Qui sont-ils donc ? Pourquoi cette nostalgie ? Dans son film, Lucille Chaufour tente d’apporter des réponses ; la plupart sont des petits prolos blancs, ouvriers, chômeurs, peu sont épargnés par le monde qui les entourent : c’est l’usine pour les plus chanceux. Alors ils se réfugient dans un « Ailleurs » fantasmé… Mais « Violent days » ne se résume pas à rendre compte de ces quelques nostalgiques, la grande force du film de Lucile Chaufour est de dépasser ce simple portrait de groupe et de venir nous rappeler à nos propres désirs d’ailleurs et d’autres mondes… Ces « rockers » et leur passion d’un autre monde que nous montre Lucile Chaufour deviennent le miroir de nos propres frustrations et incapacité parfois d’échapper à notre condition, à nos solitudes... « Violent days » est un film sur l’enfermement. Enfermement qui s’incarne dans le personnage de cette fille aux cheveux peroxydés, d’une sublime beauté : Serena, personnage central qui ouvre et ferme le film dans deux très belles séquences. En suivant ses personnages dans leur périple jusqu’au Havre, Lucile Chaufour inscrit son film dans la lignée des « Road-movies » : l’errance, l’échappée, la voiture comme décor, le mouvement donc mais aussi le huis-clos, la pesanteur…
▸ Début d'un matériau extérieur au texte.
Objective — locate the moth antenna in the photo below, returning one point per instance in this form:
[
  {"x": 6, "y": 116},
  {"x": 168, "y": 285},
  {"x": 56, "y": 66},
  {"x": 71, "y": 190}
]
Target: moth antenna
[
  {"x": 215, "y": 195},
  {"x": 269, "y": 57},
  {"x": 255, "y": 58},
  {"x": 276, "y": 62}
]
Evidemment « Violent days » entretient d’étroites parentés avec « Stranger than Paradise » de Jim Jarmuch, personnages quasi-similaires : Eva et Serena, toutes deux étrangères, certaines séquences comme celle où les quatre personnages se retrouvent sur la plage au Havre qui renvoie à celle des grands lacs sous le brouillard dans « Stranger than paradise », les deux personnages féminins finiront par prendre la tangente et abandonneront leurs compagnons alors qu’Eva retournera en Europe ici, Serena se fondra dans l’océan … Mais Lucile Chaufour relit le film de Jarmuch de façon originale et intelligente, d’ailleurs elle multiple les références, « La Notte », « Stromboli », « Misfits »… Serena à l’égale d’une Monica Vitti « Rock n’roll »…








Cette fiction ne cesse d’être interrompue par des séries d’interviews de rockers. La plupart de ces interviews sont frontaux et en opposition avec le mouvement de la fiction. Cette construction provoque un jeu subtil entre action fictionnelle et « réel », un jeu dialectique et de contrepoint s’instaure alors entre les deux types d’images : qui illustre quoi ? Qui discoure sur quoi ? La fiction illustre t’elle ? Les interviews commentent-ils ? Ce dispositif provoque une suspension et l’on se laisse prendre à ce jeu entre « vrai » et « faux » au point de l’indistinction. Ce jeu dialectique prend aussi sa force dans le choix de la photographie, un noir et blanc désaturé : choix esthétique pour un certain cinéma, mais aussi cette impression étrange qu’une photo noir et blanc ferait plus « réel ». Cette stylisation est loin d’être vaine. Si cette stylisation interroge sur nos rapports entre « réel » et « fiction », elle replace aussi les enjeux des protagonistes du film qui font de leurs vies une fiction en quelque sorte. Les cadres frontaux des interviews font écho au huis-clos de la voiture. Les témoignages des interviewés vont aussi dans ce sens : enfermement social, familial (prolos pour la plupart), enfermement du groupe, des copains, enfermements dans des chimères et un monde qui n’existe pas… L’une des séquences les plus terrible et parlante est celle où un Rocker, dans une usine, dirige un bras robot et met des pièces à emboutir dans un moule. Il y a ce contraste entre ce rocker d’un autre âge, dont le look porte toute l’élégance surannée de son désespoir, et cette technologie high-tech, cette image du moule et qui emboutit et formate… Quand est-il des filles ? Objets de drague, bibelots, objet du désir, poupées que l’on sort d’abord puis qu’on laisse à la maison et qui n’ont que peu ou pas du tout la parole…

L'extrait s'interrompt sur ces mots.